The paper introduces Remote Sensing Urban Prediction (UP), a task that forecasts future urban layouts from existing layouts and planned changes without requiring paired prechange/post-change images. It presents UP-Diff, a latent diffusion model that encodes pre-change layouts and change maps into a latent space and employs a gated, layout-aware cross-attention mechanism within an autoencoder-based diffusion framework to generate high-fidelity post-change RS images. The approach leverages pre-trained Stable Diffusion weights, a ConvNeXt encoder for layout conditioning, and a CLIP-based text condition, achieving superior LPIPS and FID scores on LEVIR-CD and SYSU-CD compared with strong baselines, while enabling dynamic modification of planned changes. Experimental results demonstrate UP-Diff’s potential for practical urban planning, offering accurate, flexible generation of future layouts and paving the way for diverse planning scenarios. The work contributes the first RS UP formulation, a novel layout-conditioned diffusion model, and a demonstration that diffusion-based RS UP can outperform conventional CD methods in both fidelity and planning utility.

Abstract

This study introduces a novel Remote Sensing (RS) Urban Prediction (UP) task focused on future urban planning, which aims to forecast urban layouts by utilizing information from existing urban layouts and planned change maps. To address the proposed RS UP task, we propose UP-Diff, which leverages a Latent Diffusion Model (LDM) to capture positionaware embeddings of pre-change urban layouts and planned change maps. In specific, the trainable cross-attention layers within UP-Diff's iterative diffusion modules enable the model to dynamically highlight crucial regions for targeted modifications. By utilizing our UP-Diff, designers can effectively refine and adjust future urban city plans by making modifications to the change maps in a dynamic and adaptive manner. Compared with conventional RS Change Detection (CD) methods, the proposed UP-Diff for the RS UP task avoids the requirement of paired prechange and post-change images, which enhances the practical usage in city development. Experimental results on LEVIRCD and SYSU-CD datasets show UP-Diff's ability to accurately predict future urban layouts with high fidelity, demonstrating its potential for urban planning. Code and model weights are available at https://github.com/zeyuwang-zju/UP-Diff.
Paper Structure (16 sections, 8 equations, 4 figures, 2 tables)

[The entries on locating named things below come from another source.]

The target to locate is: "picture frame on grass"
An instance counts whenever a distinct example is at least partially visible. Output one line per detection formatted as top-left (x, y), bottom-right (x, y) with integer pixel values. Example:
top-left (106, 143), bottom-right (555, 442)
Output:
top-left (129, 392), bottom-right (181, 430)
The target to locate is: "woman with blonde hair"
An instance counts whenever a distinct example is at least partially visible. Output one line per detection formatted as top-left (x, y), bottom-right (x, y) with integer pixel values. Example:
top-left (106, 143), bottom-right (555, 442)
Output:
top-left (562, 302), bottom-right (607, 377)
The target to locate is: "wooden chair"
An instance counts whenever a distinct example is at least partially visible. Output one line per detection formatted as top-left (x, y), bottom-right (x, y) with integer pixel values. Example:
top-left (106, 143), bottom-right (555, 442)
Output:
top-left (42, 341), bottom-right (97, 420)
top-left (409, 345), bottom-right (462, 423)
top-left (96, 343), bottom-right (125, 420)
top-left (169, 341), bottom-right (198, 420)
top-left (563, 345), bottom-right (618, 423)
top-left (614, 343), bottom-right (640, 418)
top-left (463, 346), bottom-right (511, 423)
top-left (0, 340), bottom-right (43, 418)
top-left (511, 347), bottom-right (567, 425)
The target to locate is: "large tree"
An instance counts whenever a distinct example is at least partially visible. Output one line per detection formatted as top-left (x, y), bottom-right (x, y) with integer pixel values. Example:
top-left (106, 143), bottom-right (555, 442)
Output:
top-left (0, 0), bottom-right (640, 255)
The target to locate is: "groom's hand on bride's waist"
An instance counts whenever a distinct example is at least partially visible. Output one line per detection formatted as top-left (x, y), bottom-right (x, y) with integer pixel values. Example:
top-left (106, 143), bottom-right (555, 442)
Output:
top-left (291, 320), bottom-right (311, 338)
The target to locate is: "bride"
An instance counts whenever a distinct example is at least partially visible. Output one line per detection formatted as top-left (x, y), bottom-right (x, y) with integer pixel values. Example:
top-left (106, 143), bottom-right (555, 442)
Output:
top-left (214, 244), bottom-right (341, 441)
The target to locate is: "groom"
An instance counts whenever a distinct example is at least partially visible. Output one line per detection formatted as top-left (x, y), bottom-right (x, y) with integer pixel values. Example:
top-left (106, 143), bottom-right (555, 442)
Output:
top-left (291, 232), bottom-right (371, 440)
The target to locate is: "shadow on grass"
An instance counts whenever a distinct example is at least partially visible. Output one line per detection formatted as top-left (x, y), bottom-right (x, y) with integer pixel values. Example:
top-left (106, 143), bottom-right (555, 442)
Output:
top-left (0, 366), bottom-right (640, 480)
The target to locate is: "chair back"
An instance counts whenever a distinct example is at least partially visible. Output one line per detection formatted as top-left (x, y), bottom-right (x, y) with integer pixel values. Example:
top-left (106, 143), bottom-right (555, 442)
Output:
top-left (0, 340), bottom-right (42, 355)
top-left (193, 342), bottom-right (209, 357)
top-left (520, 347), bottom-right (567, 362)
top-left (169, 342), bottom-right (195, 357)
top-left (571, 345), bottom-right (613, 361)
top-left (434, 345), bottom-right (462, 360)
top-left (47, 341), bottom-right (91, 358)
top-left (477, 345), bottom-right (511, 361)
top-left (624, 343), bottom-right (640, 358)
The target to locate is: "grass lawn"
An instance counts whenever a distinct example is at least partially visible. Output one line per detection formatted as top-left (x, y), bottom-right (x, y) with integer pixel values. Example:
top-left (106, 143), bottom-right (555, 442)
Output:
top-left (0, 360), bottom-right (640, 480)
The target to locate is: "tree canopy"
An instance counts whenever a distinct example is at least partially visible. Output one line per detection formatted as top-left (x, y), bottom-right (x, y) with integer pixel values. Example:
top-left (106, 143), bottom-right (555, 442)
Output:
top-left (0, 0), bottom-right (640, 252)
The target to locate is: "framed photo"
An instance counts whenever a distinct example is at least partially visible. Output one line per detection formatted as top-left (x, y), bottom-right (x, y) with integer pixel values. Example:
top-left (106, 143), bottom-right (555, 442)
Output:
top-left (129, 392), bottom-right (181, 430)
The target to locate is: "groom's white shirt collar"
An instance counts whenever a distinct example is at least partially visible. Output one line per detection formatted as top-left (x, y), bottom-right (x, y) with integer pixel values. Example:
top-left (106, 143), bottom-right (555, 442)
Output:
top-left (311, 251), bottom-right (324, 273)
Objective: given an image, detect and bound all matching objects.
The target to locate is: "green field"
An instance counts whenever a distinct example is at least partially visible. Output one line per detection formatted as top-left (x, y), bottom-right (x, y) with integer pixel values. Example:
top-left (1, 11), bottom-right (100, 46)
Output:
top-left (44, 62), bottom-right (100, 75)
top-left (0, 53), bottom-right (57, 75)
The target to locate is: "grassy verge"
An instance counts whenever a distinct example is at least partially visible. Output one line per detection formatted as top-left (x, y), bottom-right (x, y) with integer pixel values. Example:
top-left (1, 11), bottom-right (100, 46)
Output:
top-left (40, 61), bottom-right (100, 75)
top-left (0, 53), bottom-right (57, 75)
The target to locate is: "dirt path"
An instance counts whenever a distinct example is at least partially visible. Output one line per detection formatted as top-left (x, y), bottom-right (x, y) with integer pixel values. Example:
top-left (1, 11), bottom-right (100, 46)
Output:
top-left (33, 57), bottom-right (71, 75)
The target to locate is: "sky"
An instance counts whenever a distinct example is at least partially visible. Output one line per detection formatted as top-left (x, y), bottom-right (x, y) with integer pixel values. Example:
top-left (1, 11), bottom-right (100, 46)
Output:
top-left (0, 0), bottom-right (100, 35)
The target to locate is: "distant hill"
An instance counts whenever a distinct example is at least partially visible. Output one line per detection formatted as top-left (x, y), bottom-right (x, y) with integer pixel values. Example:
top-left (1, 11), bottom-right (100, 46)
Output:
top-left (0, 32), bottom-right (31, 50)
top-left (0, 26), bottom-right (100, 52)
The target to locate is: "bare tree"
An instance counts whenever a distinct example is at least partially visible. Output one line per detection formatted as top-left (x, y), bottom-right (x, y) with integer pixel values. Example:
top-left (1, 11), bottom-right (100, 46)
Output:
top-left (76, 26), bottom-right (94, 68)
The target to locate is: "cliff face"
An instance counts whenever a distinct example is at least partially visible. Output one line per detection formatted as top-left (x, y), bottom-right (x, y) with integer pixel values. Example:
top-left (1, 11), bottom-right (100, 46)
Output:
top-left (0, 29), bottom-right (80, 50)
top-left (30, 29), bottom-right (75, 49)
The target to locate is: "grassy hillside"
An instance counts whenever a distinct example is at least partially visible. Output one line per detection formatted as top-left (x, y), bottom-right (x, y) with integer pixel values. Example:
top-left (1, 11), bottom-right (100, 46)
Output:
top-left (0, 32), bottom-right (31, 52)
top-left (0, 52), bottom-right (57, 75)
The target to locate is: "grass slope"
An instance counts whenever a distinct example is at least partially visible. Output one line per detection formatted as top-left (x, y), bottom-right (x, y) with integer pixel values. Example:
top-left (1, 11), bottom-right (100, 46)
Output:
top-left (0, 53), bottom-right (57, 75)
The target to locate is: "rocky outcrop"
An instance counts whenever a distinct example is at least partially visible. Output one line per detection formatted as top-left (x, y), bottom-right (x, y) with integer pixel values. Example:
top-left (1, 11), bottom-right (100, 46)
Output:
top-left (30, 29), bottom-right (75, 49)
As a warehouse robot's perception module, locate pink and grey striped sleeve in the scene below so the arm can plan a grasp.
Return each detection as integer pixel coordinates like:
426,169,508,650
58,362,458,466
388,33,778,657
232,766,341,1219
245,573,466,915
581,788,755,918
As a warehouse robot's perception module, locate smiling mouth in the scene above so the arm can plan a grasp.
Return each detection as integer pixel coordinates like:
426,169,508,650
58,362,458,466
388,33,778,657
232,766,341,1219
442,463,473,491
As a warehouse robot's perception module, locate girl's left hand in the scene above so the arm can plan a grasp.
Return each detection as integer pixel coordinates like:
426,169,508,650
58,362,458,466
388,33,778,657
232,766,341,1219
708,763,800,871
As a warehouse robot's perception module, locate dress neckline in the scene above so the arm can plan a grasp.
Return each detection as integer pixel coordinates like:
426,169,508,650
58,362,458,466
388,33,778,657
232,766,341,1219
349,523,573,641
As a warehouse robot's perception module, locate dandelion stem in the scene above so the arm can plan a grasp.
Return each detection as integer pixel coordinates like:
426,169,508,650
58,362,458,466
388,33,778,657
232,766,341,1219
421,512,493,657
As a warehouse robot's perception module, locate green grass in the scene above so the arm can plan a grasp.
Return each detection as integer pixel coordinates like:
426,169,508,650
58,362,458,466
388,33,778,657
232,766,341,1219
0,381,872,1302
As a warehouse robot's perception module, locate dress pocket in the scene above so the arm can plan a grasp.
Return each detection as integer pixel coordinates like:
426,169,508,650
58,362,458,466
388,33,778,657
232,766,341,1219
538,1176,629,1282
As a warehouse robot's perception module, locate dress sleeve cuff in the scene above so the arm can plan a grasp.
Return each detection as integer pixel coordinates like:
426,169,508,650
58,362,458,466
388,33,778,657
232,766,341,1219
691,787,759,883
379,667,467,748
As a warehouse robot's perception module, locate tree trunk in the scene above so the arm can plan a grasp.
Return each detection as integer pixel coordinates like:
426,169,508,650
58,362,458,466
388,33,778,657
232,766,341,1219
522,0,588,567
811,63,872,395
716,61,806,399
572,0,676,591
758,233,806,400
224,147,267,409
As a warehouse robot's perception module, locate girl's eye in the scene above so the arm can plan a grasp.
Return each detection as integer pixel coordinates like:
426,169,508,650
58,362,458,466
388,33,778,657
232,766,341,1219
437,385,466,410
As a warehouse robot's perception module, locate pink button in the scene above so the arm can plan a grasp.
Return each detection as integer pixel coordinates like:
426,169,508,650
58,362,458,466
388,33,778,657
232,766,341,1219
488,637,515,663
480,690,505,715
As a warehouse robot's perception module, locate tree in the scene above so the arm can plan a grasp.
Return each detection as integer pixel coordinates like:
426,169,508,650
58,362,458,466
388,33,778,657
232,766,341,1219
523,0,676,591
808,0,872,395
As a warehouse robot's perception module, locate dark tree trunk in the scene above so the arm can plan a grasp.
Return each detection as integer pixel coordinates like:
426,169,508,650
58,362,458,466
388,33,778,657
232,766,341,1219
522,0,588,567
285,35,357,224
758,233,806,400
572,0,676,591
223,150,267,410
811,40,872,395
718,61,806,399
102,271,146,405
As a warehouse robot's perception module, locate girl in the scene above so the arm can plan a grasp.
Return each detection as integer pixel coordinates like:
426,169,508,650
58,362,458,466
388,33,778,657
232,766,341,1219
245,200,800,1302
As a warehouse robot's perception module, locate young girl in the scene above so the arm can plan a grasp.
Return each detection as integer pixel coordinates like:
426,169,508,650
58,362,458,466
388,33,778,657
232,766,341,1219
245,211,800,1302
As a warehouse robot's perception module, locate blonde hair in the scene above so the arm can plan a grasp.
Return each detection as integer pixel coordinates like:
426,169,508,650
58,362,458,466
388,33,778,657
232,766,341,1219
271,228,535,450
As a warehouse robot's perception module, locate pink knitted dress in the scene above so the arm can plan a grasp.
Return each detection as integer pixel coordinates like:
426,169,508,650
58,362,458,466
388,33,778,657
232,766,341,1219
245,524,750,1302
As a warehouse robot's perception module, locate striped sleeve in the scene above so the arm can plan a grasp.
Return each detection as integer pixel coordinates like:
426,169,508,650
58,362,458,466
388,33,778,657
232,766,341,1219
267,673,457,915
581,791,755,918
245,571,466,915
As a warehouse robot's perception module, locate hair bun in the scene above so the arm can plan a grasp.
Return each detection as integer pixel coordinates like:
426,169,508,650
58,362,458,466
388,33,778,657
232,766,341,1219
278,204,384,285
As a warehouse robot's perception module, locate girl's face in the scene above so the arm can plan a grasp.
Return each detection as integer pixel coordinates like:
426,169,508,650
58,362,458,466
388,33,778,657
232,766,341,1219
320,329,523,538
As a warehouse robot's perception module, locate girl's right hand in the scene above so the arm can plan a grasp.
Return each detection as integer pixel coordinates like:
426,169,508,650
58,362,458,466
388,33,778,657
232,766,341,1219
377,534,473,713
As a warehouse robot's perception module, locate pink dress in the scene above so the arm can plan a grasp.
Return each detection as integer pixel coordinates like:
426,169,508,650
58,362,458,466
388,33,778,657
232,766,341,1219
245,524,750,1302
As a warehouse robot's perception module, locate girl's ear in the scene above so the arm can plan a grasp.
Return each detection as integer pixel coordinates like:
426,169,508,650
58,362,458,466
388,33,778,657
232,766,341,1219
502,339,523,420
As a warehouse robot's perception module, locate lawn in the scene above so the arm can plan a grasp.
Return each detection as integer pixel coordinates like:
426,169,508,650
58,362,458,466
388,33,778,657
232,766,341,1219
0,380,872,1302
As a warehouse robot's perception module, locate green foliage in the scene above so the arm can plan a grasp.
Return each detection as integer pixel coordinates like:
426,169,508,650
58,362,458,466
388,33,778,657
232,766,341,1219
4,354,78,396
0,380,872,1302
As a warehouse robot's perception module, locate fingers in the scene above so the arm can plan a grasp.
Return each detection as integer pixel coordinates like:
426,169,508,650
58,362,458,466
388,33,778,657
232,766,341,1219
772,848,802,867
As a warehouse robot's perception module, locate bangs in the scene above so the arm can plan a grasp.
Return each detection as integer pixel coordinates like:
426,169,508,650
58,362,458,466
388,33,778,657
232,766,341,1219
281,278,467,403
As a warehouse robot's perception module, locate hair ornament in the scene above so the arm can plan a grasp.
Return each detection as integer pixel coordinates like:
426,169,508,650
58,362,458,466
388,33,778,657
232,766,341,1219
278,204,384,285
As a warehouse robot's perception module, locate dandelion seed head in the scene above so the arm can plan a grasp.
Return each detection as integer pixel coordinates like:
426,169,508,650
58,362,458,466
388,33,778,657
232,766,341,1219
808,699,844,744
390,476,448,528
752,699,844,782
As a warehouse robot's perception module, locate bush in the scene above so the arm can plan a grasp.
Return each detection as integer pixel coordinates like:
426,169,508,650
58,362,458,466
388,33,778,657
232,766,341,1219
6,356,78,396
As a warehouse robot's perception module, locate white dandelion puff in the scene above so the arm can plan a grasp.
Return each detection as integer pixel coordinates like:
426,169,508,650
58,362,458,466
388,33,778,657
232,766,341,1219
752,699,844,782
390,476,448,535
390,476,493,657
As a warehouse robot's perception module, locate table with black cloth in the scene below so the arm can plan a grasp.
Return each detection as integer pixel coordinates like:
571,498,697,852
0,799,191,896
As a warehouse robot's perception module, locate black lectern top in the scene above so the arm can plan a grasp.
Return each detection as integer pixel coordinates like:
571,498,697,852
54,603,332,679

This paper contains 16 sections, 8 equations, 4 figures, 2 tables.

Figures (4)

  • Figure 1: Illustration of the difference between (a) conventional RS Change Detection (CD) and (b) our proposed RS Urban Prediction (UP).
  • Figure 2: Illustration of our proposed UP-Diff for Remote Sensing Urban Prediction. (a) Training of the autoencoder for reconstruction. (b) Training of UP-UNet for latent diffusion and denoising. C denotes the concatenation.
  • Figure 3: Qualitative results of the baseline methods and our UP-Diff on LEVIR-CD and SYSU-CD datasets for the proposed RS UP task.
  • Figure 4: Qualitative comparison on the generated images for RS CD task.